A l’inverse, l’analyse des données identifie 5 « faux négatifs ». Des fœtus porteurs de trisomie 21, non dépistée par l’analyse de leur ADN circulant dans le sang maternel. Dans trois cas, le DPNI indiquait une trisomie 13 qui s’est avérée être une trisomie 21. « Ces données feront l’objet d’un suivi », assure l’ABM. Les « faux négatifs » inquiètent-ils plus que les « faux positifs » ?
Une baisse du recours à l’IMG
Les diagnostics de trisomie 21 « découverts » à la naissance de l’enfant se font toutefois plus rares. De 500 en 2017, ils étaient seulement 390 en 2021. Des enfants pour lesquels la mère a refusé le dépistage ou les examens de diagnostic, ou encore les « faux négatifs », passés à travers les mailles du filet.
Une « attestation de particulière gravité pour motif fœtal » peut être délivrée en vue d’une interruption médicale de grossesse. La trisomie 21 représente plus du quart des attestations de l’année dernière[3]. Mais dans 2,1% des cas[4], bien qu’une attestation ait été délivrée, la femme n’a pas souhaité avorter. Un chiffre en augmentation[5]. Là encore, l’ABM promet « un suivi » (cf. Augmentation de la mortalité infantile en France : des causes diverses). La femme n’est-elle pas libre de ses choix ?
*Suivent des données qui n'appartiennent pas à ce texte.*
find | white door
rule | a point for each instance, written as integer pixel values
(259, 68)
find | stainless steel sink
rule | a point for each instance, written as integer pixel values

[1] « D’un point de vue juridique comme d’un point de vue médical, l’activité de diagnostic prénatal se différencie de l’activité de dépistage prénatal », explique l’ABM. Le dépistage fait état des « examens de biologie médicale ou d’imagerie permettant d’évaluer le risque que l’embryon ou le fœtus présente une affection susceptible de modifier le déroulement ou le suivi de la grossesse, mentionnés au II de l’article L. 2131-1 ». Ils comprennent :
- Les examens de biochimie portant sur les marqueurs sériques maternels ;
- L’échographie obstétricale et fœtale au sens du 1° du III du présent article ;
- Les examens de génétique portant sur l’ADN fœtal libre circulant dans le sang maternel (aussi appelé dépistage prénatal non invasif, DPNI)
Le diagnostic concerne lui « les examens de biologie médicale et d’imagerie à visée diagnostique mentionnés au IV de l’article L. 2131-1 ». Ils comprennent :
- Les examens de cytogénétique, y compris les examens moléculaires appliqués à la cytogénétique ;
- Les examens de génétique moléculaire ;
- Les examens de biochimie fœtale à visée diagnostique ;
- Les examens en vue du diagnostic de maladies infectieuses ;
- L’échographie obstétricale et fœtale au sens du 2° du III du présent article ;
- Les autres techniques d’imagerie fœtale à visée diagnostique.
Pour la trisomie 21, on entend par dépistage « un ensemble de procédures spécifiques clinique, échographique et biologique visant à évaluer le risque de trisomie 21 fœtale au cours de la grossesse et comprenant selon la situation :
- l’échographie de dépistage du premier trimestre de la grossesse ;
- un dépistage combiné du premier trimestre prenant en compte les mesures de la clarté nucale et de la longueur cranio-caudale ainsi que le dosage des marqueurs sériques maternels (MSM) du 1er trimestre de la grossesse (procédure préconisée) ou à défaut un dépistage MSM du deuxième trimestre prenant en compte le dosage des marqueurs sériques du 2ème trimestre de la grossesse, réalisés de préférence à partir de 15,0 SA ;
- un dépistage portant sur l’ADN fœtal libre circulant dans le sang maternel (ADNlcT21) réalisé en 2nde intention proposé en fonction du niveau de risque évalué par le dépistage utilisant les MSM.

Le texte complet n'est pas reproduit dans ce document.